74th Romanian Mathematical Olympiad

a) Let $\epsilon >0$, be arbitrary. By the hypothesis there are ${\delta }_1,M>0$ such that $|f(x)|<M$, for all $x\in (-{\delta }_1,{\delta }_1)$. As $g$ is continuous at $0$, we get a ${\delta }_2>0$, depending on $\epsilon$, such that $|g(x)-g(0)|<\frac{\epsilon }{2}$ for any $x\in (-{\delta }_2,{\delta }_2)$. Let $\delta =\min \{{\delta }_1,{\delta }_2,1\}$. From $0<\delta \le 1$, we get $a^2<\delta ,\forall a\in (-\delta ,\delta )$.
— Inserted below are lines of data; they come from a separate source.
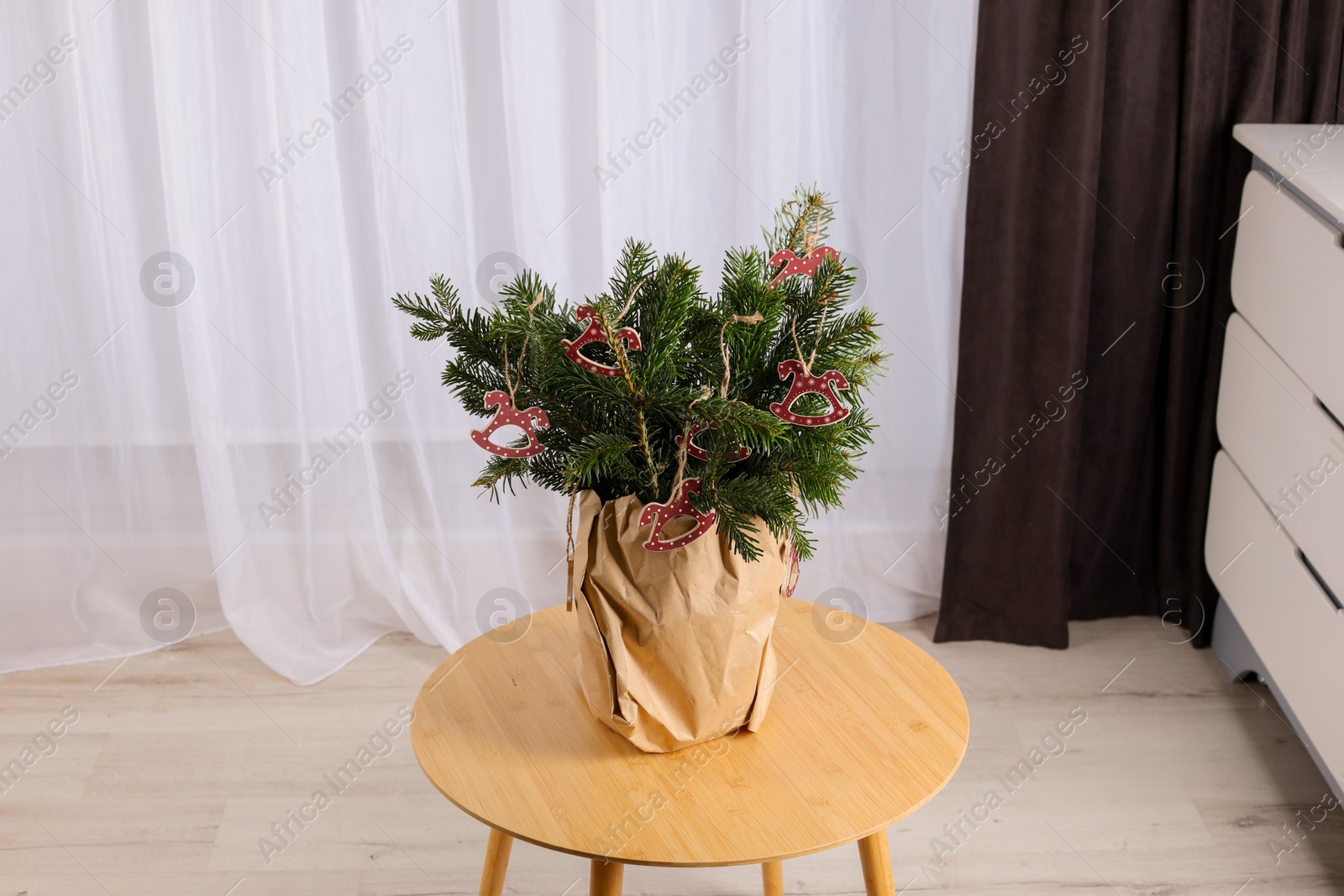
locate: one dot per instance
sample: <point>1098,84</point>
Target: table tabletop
<point>862,731</point>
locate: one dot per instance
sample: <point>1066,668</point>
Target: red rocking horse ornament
<point>804,383</point>
<point>528,419</point>
<point>698,453</point>
<point>595,333</point>
<point>795,264</point>
<point>680,506</point>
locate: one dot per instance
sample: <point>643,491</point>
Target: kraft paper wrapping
<point>674,645</point>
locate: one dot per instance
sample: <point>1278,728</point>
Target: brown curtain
<point>1100,231</point>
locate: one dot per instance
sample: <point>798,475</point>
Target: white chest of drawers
<point>1274,544</point>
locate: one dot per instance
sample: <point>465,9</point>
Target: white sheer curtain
<point>302,161</point>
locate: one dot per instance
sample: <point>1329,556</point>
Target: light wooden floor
<point>181,759</point>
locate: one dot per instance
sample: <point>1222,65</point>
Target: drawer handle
<point>1320,582</point>
<point>1328,412</point>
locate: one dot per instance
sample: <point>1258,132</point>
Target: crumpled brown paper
<point>675,645</point>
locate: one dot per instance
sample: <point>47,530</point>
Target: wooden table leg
<point>773,876</point>
<point>877,866</point>
<point>496,862</point>
<point>605,879</point>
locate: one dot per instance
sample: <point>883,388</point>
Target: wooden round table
<point>860,732</point>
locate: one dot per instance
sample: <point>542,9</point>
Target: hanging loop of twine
<point>629,300</point>
<point>685,443</point>
<point>522,355</point>
<point>723,345</point>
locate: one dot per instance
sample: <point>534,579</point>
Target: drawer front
<point>1285,445</point>
<point>1292,624</point>
<point>1288,280</point>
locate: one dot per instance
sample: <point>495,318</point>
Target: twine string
<point>723,345</point>
<point>569,550</point>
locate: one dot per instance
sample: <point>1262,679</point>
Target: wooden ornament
<point>804,265</point>
<point>528,419</point>
<point>680,506</point>
<point>804,383</point>
<point>593,333</point>
<point>699,453</point>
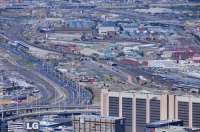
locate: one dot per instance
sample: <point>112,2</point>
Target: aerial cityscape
<point>100,65</point>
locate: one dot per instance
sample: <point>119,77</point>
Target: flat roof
<point>100,117</point>
<point>163,122</point>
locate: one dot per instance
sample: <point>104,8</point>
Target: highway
<point>54,112</point>
<point>37,107</point>
<point>77,95</point>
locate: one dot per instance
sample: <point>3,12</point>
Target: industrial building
<point>95,123</point>
<point>15,126</point>
<point>143,107</point>
<point>107,28</point>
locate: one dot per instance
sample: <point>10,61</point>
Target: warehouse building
<point>143,107</point>
<point>107,28</point>
<point>95,123</point>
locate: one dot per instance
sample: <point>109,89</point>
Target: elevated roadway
<point>53,112</point>
<point>14,108</point>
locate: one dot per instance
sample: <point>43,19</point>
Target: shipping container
<point>130,61</point>
<point>21,97</point>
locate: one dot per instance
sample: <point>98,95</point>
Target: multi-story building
<point>143,107</point>
<point>95,123</point>
<point>15,126</point>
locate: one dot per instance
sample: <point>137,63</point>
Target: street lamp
<point>1,110</point>
<point>73,98</point>
<point>17,103</point>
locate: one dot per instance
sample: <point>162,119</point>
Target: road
<point>76,94</point>
<point>55,112</point>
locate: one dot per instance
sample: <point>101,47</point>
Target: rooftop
<point>100,117</point>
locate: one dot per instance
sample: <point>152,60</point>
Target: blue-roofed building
<point>79,24</point>
<point>108,24</point>
<point>107,28</point>
<point>129,27</point>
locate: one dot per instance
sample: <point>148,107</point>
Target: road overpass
<point>54,112</point>
<point>24,109</point>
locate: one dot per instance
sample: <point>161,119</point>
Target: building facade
<point>95,123</point>
<point>140,108</point>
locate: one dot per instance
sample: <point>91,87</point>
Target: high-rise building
<point>96,123</point>
<point>143,107</point>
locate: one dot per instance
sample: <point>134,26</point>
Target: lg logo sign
<point>32,125</point>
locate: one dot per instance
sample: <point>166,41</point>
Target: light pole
<point>55,96</point>
<point>17,103</point>
<point>27,100</point>
<point>80,95</point>
<point>87,102</point>
<point>1,110</point>
<point>73,98</point>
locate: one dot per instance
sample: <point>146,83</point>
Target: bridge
<point>53,112</point>
<point>10,111</point>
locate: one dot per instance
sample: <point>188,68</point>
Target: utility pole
<point>17,103</point>
<point>73,98</point>
<point>80,95</point>
<point>1,109</point>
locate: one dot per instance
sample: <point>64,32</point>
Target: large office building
<point>143,107</point>
<point>96,123</point>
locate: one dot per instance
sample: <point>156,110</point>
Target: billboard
<point>31,126</point>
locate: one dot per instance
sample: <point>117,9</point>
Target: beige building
<point>96,123</point>
<point>140,108</point>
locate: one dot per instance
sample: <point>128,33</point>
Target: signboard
<point>31,126</point>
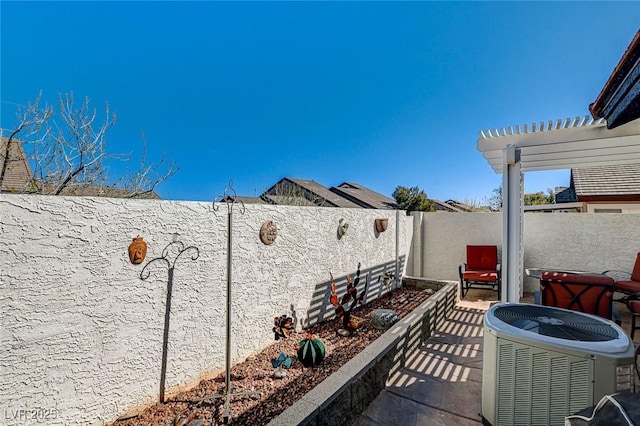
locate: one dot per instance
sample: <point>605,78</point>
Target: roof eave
<point>619,99</point>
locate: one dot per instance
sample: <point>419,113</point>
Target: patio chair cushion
<point>628,286</point>
<point>482,258</point>
<point>635,275</point>
<point>592,294</point>
<point>480,275</point>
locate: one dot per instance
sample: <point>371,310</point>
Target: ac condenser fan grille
<point>556,323</point>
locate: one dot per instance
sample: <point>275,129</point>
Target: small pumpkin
<point>311,351</point>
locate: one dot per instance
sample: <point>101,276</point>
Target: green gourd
<point>311,351</point>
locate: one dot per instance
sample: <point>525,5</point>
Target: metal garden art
<point>311,351</point>
<point>349,301</point>
<point>388,279</point>
<point>137,250</point>
<point>174,248</point>
<point>282,330</point>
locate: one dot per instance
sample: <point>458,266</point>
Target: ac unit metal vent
<point>555,323</point>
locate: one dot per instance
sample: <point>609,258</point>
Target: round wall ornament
<point>137,250</point>
<point>268,232</point>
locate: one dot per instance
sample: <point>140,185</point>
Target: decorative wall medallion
<point>268,232</point>
<point>381,225</point>
<point>137,250</point>
<point>342,228</point>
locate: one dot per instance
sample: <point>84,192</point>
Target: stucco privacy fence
<point>82,334</point>
<point>592,242</point>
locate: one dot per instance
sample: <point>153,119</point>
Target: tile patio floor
<point>441,383</point>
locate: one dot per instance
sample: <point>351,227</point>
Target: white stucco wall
<point>81,334</point>
<point>576,241</point>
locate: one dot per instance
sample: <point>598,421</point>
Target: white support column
<point>512,200</point>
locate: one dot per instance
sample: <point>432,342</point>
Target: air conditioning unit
<point>541,364</point>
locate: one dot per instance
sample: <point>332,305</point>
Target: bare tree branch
<point>68,152</point>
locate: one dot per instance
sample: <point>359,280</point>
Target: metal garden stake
<point>177,248</point>
<point>229,197</point>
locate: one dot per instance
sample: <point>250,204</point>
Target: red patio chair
<point>481,269</point>
<point>629,286</point>
<point>592,294</point>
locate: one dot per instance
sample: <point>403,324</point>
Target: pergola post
<point>512,201</point>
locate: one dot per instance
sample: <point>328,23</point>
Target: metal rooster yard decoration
<point>349,301</point>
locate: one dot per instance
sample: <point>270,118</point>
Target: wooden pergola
<point>559,144</point>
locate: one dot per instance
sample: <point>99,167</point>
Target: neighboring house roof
<point>18,176</point>
<point>619,100</point>
<point>286,200</point>
<point>288,189</point>
<point>565,195</point>
<point>605,183</point>
<point>17,171</point>
<point>444,207</point>
<point>363,196</point>
<point>461,206</point>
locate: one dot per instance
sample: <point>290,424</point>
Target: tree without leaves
<point>68,151</point>
<point>412,199</point>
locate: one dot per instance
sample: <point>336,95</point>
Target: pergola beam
<point>561,144</point>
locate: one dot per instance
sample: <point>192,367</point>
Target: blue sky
<point>378,93</point>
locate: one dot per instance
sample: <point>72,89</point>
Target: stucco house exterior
<point>604,189</point>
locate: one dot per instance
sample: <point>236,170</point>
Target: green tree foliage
<point>540,197</point>
<point>412,199</point>
<point>532,199</point>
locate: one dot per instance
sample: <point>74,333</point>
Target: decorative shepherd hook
<point>229,197</point>
<point>178,248</point>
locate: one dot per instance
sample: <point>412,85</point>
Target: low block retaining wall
<point>342,397</point>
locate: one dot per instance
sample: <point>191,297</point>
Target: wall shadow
<point>321,309</point>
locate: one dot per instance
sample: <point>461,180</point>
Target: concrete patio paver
<point>441,383</point>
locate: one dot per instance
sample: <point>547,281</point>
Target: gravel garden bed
<point>255,374</point>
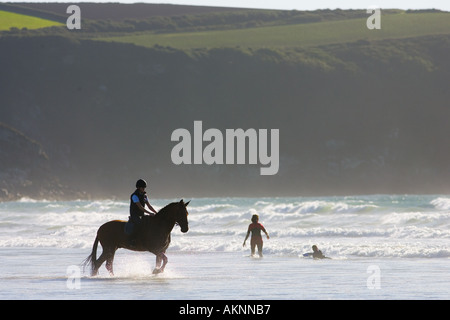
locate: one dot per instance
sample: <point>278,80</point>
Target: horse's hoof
<point>157,270</point>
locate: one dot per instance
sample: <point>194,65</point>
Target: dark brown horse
<point>153,235</point>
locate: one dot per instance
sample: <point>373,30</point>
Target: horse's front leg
<point>160,258</point>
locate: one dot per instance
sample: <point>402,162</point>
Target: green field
<point>402,25</point>
<point>14,20</point>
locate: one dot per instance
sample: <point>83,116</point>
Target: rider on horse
<point>138,200</point>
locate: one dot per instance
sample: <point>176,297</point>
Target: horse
<point>153,235</point>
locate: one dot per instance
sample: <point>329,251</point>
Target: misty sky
<point>290,4</point>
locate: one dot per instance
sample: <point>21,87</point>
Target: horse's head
<point>181,216</point>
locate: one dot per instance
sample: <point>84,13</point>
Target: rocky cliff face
<point>86,118</point>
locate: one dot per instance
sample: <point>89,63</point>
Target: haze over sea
<point>382,247</point>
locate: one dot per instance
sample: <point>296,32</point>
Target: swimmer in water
<point>256,240</point>
<point>316,254</point>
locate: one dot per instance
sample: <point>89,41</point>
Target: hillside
<point>355,116</point>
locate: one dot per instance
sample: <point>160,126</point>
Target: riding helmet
<point>141,184</point>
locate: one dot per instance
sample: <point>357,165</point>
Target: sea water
<point>382,247</point>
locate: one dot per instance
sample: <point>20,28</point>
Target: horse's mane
<point>166,208</point>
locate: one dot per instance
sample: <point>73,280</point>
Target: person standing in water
<point>256,240</point>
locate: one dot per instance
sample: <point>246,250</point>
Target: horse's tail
<point>92,258</point>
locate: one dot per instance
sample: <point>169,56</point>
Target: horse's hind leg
<point>160,258</point>
<point>108,256</point>
<point>109,262</point>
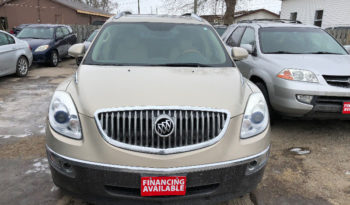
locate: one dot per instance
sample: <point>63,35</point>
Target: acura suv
<point>302,70</point>
<point>157,113</point>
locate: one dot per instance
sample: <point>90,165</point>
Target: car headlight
<point>256,116</point>
<point>63,116</point>
<point>298,75</point>
<point>42,48</point>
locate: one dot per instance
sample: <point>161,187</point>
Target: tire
<point>53,59</point>
<point>22,67</point>
<point>262,87</point>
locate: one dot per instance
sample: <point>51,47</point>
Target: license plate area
<point>163,186</point>
<point>346,108</point>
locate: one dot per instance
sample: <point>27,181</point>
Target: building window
<point>293,16</point>
<point>3,23</point>
<point>318,18</point>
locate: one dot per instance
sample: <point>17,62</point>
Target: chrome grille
<point>339,81</point>
<point>133,128</point>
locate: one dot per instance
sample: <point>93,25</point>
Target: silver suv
<point>302,70</point>
<point>158,112</point>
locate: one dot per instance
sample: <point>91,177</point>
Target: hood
<point>34,43</point>
<point>116,87</point>
<point>318,63</point>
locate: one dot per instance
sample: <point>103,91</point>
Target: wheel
<point>54,59</point>
<point>22,66</point>
<point>264,91</point>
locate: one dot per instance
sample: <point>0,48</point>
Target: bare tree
<point>207,7</point>
<point>230,11</point>
<point>105,5</point>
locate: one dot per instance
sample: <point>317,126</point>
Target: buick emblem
<point>164,126</point>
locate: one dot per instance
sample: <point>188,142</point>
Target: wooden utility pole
<point>195,6</point>
<point>138,6</point>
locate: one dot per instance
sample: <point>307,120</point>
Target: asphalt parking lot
<point>309,161</point>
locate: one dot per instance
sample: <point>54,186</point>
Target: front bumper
<point>41,57</point>
<point>107,183</point>
<point>283,99</point>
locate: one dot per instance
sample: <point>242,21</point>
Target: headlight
<point>63,116</point>
<point>298,75</point>
<point>42,48</point>
<point>256,116</point>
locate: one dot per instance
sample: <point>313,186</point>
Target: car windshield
<point>158,44</point>
<point>36,32</point>
<point>92,36</point>
<point>282,40</point>
<point>220,30</point>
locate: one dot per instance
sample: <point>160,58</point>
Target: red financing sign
<point>163,186</point>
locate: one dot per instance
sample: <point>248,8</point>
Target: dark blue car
<point>49,43</point>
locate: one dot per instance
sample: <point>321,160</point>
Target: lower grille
<point>339,81</point>
<point>135,128</point>
<point>330,104</point>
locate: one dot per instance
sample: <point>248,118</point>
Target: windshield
<point>37,32</point>
<point>298,41</point>
<point>92,36</point>
<point>158,44</point>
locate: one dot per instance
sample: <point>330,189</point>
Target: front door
<point>8,59</point>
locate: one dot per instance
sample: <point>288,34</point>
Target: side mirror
<point>77,50</point>
<point>59,38</point>
<point>248,47</point>
<point>347,48</point>
<point>239,53</point>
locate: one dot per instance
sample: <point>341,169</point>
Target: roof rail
<point>192,15</point>
<point>271,20</point>
<point>121,14</point>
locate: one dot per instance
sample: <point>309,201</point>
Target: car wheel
<point>264,91</point>
<point>54,59</point>
<point>22,66</point>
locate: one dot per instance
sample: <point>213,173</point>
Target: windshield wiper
<point>183,65</point>
<point>282,52</point>
<point>323,52</point>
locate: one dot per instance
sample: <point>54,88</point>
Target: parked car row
<point>158,112</point>
<point>34,43</point>
<point>301,70</point>
<point>49,42</point>
<point>15,55</point>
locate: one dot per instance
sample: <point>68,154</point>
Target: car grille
<point>134,128</point>
<point>339,81</point>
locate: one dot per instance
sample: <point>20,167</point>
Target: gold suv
<point>157,113</point>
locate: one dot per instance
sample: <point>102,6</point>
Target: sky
<point>154,6</point>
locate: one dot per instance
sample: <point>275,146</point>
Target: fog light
<point>305,98</point>
<point>60,165</point>
<point>257,164</point>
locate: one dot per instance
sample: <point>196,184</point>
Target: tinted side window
<point>10,39</point>
<point>235,37</point>
<point>65,31</point>
<point>59,33</point>
<point>3,39</point>
<point>248,37</point>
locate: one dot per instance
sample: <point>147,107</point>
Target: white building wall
<point>335,12</point>
<point>257,15</point>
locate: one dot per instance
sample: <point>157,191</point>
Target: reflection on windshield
<point>285,40</point>
<point>38,33</point>
<point>157,44</point>
<point>92,36</point>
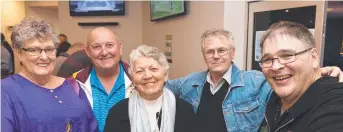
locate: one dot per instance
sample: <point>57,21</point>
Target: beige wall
<point>235,20</point>
<point>8,18</point>
<point>45,13</point>
<point>186,31</point>
<point>129,29</point>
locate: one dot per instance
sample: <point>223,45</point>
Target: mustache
<point>105,57</point>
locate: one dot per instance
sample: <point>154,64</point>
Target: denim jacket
<point>244,104</point>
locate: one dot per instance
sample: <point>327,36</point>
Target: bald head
<point>104,49</point>
<point>101,32</point>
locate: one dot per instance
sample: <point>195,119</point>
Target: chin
<point>43,73</point>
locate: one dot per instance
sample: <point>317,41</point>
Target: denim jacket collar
<point>236,79</point>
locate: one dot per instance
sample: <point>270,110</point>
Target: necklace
<point>158,116</point>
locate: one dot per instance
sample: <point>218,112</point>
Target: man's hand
<point>333,71</point>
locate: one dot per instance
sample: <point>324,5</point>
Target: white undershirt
<point>226,77</point>
<point>152,108</point>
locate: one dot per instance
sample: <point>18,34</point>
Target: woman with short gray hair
<point>150,107</point>
<point>34,100</point>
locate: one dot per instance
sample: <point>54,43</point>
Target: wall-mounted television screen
<point>160,10</point>
<point>97,8</point>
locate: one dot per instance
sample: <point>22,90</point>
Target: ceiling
<point>335,9</point>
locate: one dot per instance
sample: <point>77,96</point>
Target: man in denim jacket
<point>231,99</point>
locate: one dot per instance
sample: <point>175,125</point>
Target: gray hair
<point>290,29</point>
<point>31,28</point>
<point>220,33</point>
<point>150,52</point>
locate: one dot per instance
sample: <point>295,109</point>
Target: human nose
<point>43,55</point>
<point>276,65</point>
<point>147,75</point>
<point>104,50</point>
<point>216,54</point>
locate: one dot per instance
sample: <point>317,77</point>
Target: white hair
<point>149,52</point>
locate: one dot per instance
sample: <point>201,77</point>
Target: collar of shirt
<point>96,83</point>
<point>226,77</point>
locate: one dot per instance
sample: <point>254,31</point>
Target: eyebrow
<point>279,51</point>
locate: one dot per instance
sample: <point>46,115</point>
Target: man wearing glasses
<point>224,98</point>
<point>303,100</point>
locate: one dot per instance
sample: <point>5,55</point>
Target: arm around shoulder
<point>329,117</point>
<point>118,118</point>
<point>8,117</point>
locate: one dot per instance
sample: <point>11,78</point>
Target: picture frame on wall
<point>97,7</point>
<point>161,10</point>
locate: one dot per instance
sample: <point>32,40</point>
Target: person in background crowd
<point>34,100</point>
<point>151,107</point>
<point>64,44</point>
<point>7,58</point>
<point>106,82</point>
<point>303,100</point>
<point>74,63</point>
<point>63,56</point>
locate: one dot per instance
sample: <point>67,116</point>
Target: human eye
<point>266,60</point>
<point>96,47</point>
<point>286,56</point>
<point>222,50</point>
<point>34,50</point>
<point>154,69</point>
<point>209,52</point>
<point>110,45</point>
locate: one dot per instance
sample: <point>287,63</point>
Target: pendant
<point>68,126</point>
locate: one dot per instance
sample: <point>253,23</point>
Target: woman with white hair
<point>150,107</point>
<point>34,100</point>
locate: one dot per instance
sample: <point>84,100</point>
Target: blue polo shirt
<point>102,101</point>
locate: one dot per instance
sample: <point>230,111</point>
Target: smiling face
<point>149,77</point>
<point>104,49</point>
<point>292,79</point>
<point>38,64</point>
<point>218,53</point>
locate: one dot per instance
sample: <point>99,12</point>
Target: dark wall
<point>333,42</point>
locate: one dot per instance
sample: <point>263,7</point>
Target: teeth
<point>282,77</point>
<point>43,65</point>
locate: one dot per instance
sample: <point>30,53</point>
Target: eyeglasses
<point>283,58</point>
<point>221,52</point>
<point>38,51</point>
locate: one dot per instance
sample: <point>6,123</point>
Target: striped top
<point>102,101</point>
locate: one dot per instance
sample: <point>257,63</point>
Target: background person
<point>152,107</point>
<point>35,100</point>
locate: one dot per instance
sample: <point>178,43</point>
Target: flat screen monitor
<point>160,10</point>
<point>97,8</point>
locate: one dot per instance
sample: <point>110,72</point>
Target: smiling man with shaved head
<point>106,82</point>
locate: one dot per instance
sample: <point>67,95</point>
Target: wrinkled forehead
<point>277,43</point>
<point>41,41</point>
<point>217,41</point>
<point>101,37</point>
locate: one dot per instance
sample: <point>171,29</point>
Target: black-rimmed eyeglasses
<point>283,58</point>
<point>38,51</point>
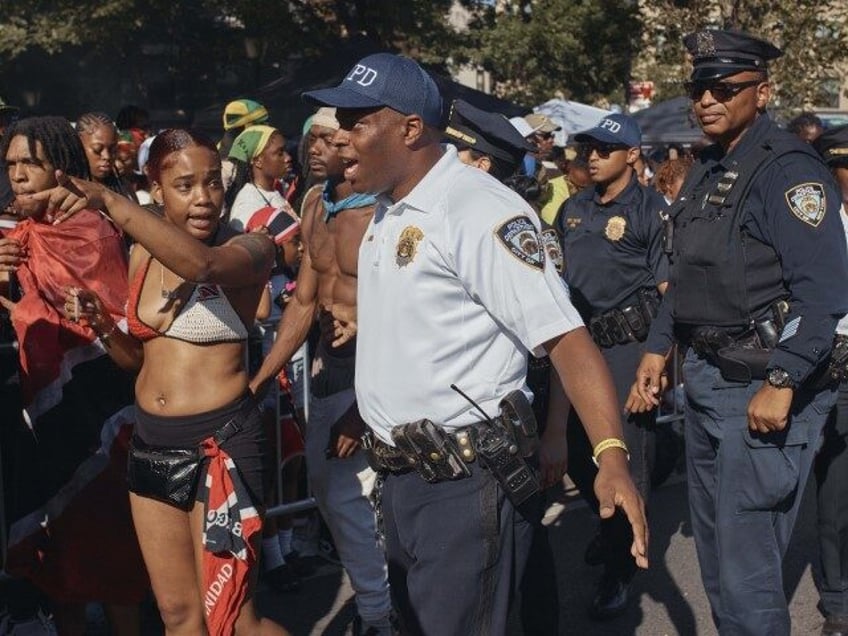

Let $x\in (-\delta ,\delta )$. As $|x|<\delta \le {\delta }_2$, we have $$\begin{array}{rl}|f(x)-f(0)|& =\frac{|2f(x)-2f(0)|}{2}\le \frac{|2f(x)+f(x^2)-3f(0)|+|f(x^2)-f(0)|}{2}\\ & =\frac{|g(x)-g(0)|}{2}+\frac{|f(|x{|}^2)-f(0)|}{2}<\frac{\epsilon }{4}+\frac{|f(|x{|}^2)-f(0)|}{2}.\end{array}$$ Inductively, we have $$|f(x)-f(0)|<\epsilon \left(\frac{1}{2^2}+\frac{1}{2^3}+\cdots +\frac{1}{2^{n+1}}\right)+\frac{|f(|x{|}^{2^n})-f(0)|}{2^n},n\in {\mathbb{N}}^{\ast }$$

b) For $a\in (0,1)$ and $A=\{\pm a^{2^n},n\in \mathbb{Z}\}$, define $$f:\mathbb{R}\to \mathbb{R},f(x)=\{\begin{array}{ll}(-1{)}^n{2}^n,& |x|=a^{2^n},n\in \mathbb{Z}\\ 0,& x\in \mathbb{R}\setminus A\end{array}.$$ Because ${\lim }_{k\to \infty }{a}^{2^{2k}}=0$ and ${\lim }_{k\to \infty }f(a^{2^{2k}})={\lim }_{k\to \infty }{2}^{2k}=\infty$, $f$ is discontinuous at the origin. For $x\in \mathbb{R}\setminus A$, $x^2\in \mathbb{R}\setminus A$, so $g(x)=0$. For $x\in A$, there is $n\in \mathbb{Z}$ such that $|x|=a^{2^n}$, so $$g(x)=2f(a^{2^n})+f(a^{2^{n+1}})=2^{n+1}[(-1{)}^n+(-1{)}^{n+1}]=0.$$ Therefore, $g$ is the null function.